Vita Activa, или О деятельной жизни - стр. 3
При том что всё это остается еще делом далекого будущего, первым рикошетом великие научные триумфы отдаются в так называемом кризисе оснований естественных наук. Оказывается, что «истины» современной научной картины мира, вполне поддающиеся математическому формализму и технической демонстрации, никоим образом уже не могут быть представлены в речи или мысли. Как только пытаются схватить эти «истины» в понятии и сделать наглядными в контексте языкового высказывания, получается нелепица, которая «возможно не совсем уж так нелепа как “треугольный круг”, но ощутимо более нелепа чем “крылатый лев”» (Эрвин Шрёдингер). Мы еще не знаем, окончательно ли это. Всё-таки возможно, что для привязанных к земле существ, которые ведут себя так, словно Вселенная их дом родной, останется навсегда недоступно вещи, таким образом ими совершаемые, еще и понять, т. е. осмысленно о них говорить. Подтвердись это, поневоле пришлось бы считать, что сама структура нашего мозга, т. е. психически-материальное условие человеческой мысли, мешает нам мысленно воспроизвести вещи, которые мы делаем, – откуда по сути вытекало бы, что нам не остается ничего другого как теперь придумывать еще и машины, которые возьмутся за нас мыслить и говорить. Если окажется, что познание и мышление больше не имеют отношения друг к другу, что мы способны значительно больше познать и стало быть также изготовить чем понять мыслью, то мы действительно попадем как бы сами в свою ловушку, т. е. станем рабами хотя и не наших машин, чего обычно опасаются, но наших собственных познавательных способностей, созданиями, которые забыты всяким духом и всеми добрыми духами и которые видят себя беспомощно зависимыми от любого аппарата, какой они только могут вообще изготовить, невзирая на любую дикость или губительность последствий.

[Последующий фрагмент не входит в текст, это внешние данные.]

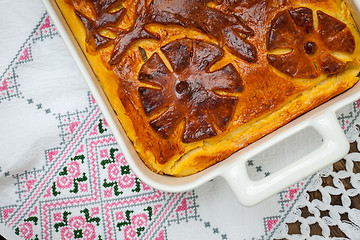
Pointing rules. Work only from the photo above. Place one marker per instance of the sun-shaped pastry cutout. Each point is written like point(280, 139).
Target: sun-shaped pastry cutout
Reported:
point(227, 29)
point(311, 49)
point(97, 16)
point(190, 92)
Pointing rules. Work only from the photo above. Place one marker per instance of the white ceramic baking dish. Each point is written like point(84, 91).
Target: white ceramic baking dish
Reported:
point(232, 169)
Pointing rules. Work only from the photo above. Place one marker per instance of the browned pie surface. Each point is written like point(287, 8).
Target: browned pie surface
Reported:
point(193, 81)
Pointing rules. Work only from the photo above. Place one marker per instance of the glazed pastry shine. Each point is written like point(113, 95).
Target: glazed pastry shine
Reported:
point(193, 81)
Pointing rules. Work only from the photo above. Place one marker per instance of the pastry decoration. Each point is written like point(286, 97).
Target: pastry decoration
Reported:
point(311, 49)
point(98, 16)
point(225, 28)
point(194, 81)
point(189, 92)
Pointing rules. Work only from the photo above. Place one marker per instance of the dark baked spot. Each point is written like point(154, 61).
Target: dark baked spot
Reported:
point(188, 93)
point(222, 26)
point(293, 28)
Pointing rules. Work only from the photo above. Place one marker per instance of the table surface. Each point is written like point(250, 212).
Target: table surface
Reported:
point(63, 176)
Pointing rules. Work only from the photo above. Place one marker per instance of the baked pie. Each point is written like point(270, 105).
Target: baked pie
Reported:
point(193, 81)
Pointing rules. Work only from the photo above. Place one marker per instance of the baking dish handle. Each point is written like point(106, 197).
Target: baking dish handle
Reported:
point(333, 148)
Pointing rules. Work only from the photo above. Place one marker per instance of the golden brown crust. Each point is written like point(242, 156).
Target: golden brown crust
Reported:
point(201, 80)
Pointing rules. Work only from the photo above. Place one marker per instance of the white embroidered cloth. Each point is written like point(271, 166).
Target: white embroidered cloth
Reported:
point(62, 175)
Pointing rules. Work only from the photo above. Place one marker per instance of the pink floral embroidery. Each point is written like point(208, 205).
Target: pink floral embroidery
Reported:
point(127, 181)
point(130, 233)
point(58, 217)
point(74, 169)
point(113, 172)
point(64, 182)
point(26, 230)
point(140, 220)
point(66, 233)
point(78, 228)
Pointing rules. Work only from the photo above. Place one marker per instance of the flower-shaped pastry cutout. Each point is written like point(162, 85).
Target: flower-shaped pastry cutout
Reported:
point(311, 49)
point(100, 15)
point(190, 92)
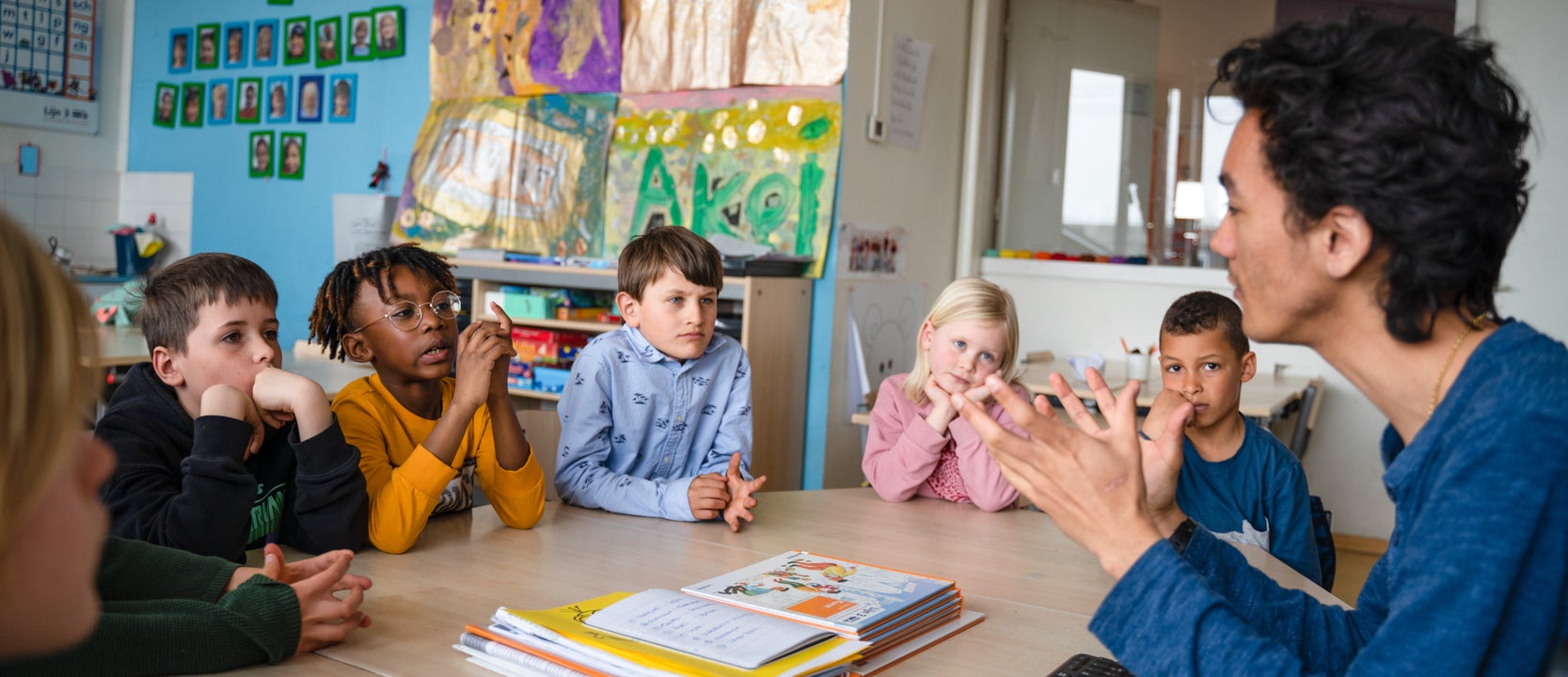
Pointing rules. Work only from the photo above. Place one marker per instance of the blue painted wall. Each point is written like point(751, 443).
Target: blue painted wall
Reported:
point(282, 225)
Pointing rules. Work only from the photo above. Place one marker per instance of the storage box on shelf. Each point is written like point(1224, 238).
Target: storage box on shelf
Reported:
point(773, 319)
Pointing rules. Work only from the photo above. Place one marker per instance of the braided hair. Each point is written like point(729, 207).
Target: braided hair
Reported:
point(333, 315)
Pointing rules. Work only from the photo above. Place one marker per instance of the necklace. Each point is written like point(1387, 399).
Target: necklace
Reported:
point(1436, 387)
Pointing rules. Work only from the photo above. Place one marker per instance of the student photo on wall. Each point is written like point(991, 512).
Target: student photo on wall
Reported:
point(207, 46)
point(218, 103)
point(265, 42)
point(164, 112)
point(195, 94)
point(261, 154)
point(181, 51)
point(328, 38)
point(389, 32)
point(234, 44)
point(291, 155)
point(277, 88)
point(343, 98)
point(359, 37)
point(248, 102)
point(296, 42)
point(310, 98)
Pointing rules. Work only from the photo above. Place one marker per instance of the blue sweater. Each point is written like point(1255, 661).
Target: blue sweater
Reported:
point(1474, 578)
point(1257, 497)
point(639, 425)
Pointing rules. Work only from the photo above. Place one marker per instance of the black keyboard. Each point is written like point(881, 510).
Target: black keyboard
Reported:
point(1085, 665)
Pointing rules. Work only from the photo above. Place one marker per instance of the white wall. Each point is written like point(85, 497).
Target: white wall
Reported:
point(895, 187)
point(1530, 47)
point(82, 185)
point(1069, 314)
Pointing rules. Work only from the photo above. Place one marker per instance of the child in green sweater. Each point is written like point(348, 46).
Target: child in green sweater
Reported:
point(72, 602)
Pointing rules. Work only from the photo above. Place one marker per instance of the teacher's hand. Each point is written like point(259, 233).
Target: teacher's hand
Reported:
point(1090, 480)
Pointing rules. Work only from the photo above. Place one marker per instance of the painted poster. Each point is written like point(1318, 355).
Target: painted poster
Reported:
point(715, 44)
point(757, 164)
point(682, 44)
point(522, 174)
point(799, 42)
point(517, 47)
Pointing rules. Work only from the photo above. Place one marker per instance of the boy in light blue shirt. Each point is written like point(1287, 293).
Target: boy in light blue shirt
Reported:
point(656, 417)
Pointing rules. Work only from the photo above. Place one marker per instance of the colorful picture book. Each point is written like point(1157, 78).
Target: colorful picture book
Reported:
point(799, 615)
point(562, 638)
point(852, 599)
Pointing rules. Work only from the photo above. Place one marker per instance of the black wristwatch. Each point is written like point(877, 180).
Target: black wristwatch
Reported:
point(1182, 535)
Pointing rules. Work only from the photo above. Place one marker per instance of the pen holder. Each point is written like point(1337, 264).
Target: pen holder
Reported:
point(1137, 366)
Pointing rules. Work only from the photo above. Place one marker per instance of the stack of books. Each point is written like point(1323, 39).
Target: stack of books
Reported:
point(794, 615)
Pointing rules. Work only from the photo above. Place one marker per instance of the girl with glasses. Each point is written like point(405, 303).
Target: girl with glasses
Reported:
point(422, 433)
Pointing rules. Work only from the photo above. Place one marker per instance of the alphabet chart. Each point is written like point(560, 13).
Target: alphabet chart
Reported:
point(46, 47)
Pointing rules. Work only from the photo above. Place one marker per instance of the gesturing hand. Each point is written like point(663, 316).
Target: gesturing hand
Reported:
point(324, 618)
point(1090, 480)
point(707, 496)
point(942, 411)
point(480, 350)
point(740, 489)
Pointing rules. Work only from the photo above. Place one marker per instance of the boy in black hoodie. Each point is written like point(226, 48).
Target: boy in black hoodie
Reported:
point(220, 450)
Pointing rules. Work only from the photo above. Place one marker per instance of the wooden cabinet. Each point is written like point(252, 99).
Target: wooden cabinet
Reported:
point(775, 329)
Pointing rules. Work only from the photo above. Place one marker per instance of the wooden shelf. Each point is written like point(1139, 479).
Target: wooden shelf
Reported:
point(535, 394)
point(566, 324)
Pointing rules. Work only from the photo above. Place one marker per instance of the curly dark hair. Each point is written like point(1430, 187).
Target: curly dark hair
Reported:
point(1206, 310)
point(1417, 129)
point(333, 315)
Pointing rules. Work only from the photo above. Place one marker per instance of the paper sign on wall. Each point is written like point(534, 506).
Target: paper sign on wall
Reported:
point(911, 58)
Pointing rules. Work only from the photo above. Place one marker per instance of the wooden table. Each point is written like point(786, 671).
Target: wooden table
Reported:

Но даже отвлекаясь от этих еще неведомых последствий, у кризиса оснований наук есть серьезные политические аспекты. Везде, где только заходит дело о релевантности языка, политика необходимо входит в игру; ибо люди лишь потому политические существа, что они наделены способностью речи. Окажись мы достаточно безумны чтобы прислушаться к советам, раздающимся в последнее время со всех сторон, и приспособиться к современному состоянию наук, нам не оставалось бы ничего другого как вообще отказаться от речи. Ведь науки говорят сегодня на языке математических символов, который первоначально был задуман как сокращение для словесных выражений, но давно от этого эмансипировался и состоит теперь из формул, никак не поддающихся обратному превращению в речь. Ученые живут поэтому в безъязыком мире, откуда им как ученым уже не выбраться. И это обстоятельство должно возбуждать известную подозрительность касательно их способности к политическим суждениям. Против того, чтобы в вопросах, задевающих человеческие дела, полагаться на ученых в их качестве ученых, говорит не проявленная ими готовность создать атомную бомбу или их довольно наивная надежда, что над их советами кто-то задумается и спросит у них, надо ли и как надо ее применять; гораздо весомее то, что они вообще движутся в мире, в котором язык утратил свою власть и который языком уже не владеет. Ибо всё, что люди делают, познаю´т, испытывают или знают, становится осмысленным лишь в меру возможности говорить об этом. Возможны истины, лежащие за пределами говорящих, и они могут быть очень важны для человека, насколько он экзистирует также и в единственном числе, т. е. вне политической области в самом широком смысле. Насколько мы существуем однако во множественном числе и, стало быть, насколько мы живем в этом мире, движемся и поступаем в нём, только то имеет смысл, о чём мы можем говорить друг с другом или пусть даже сами с собой и что в слове показывает себя смысл имеющим.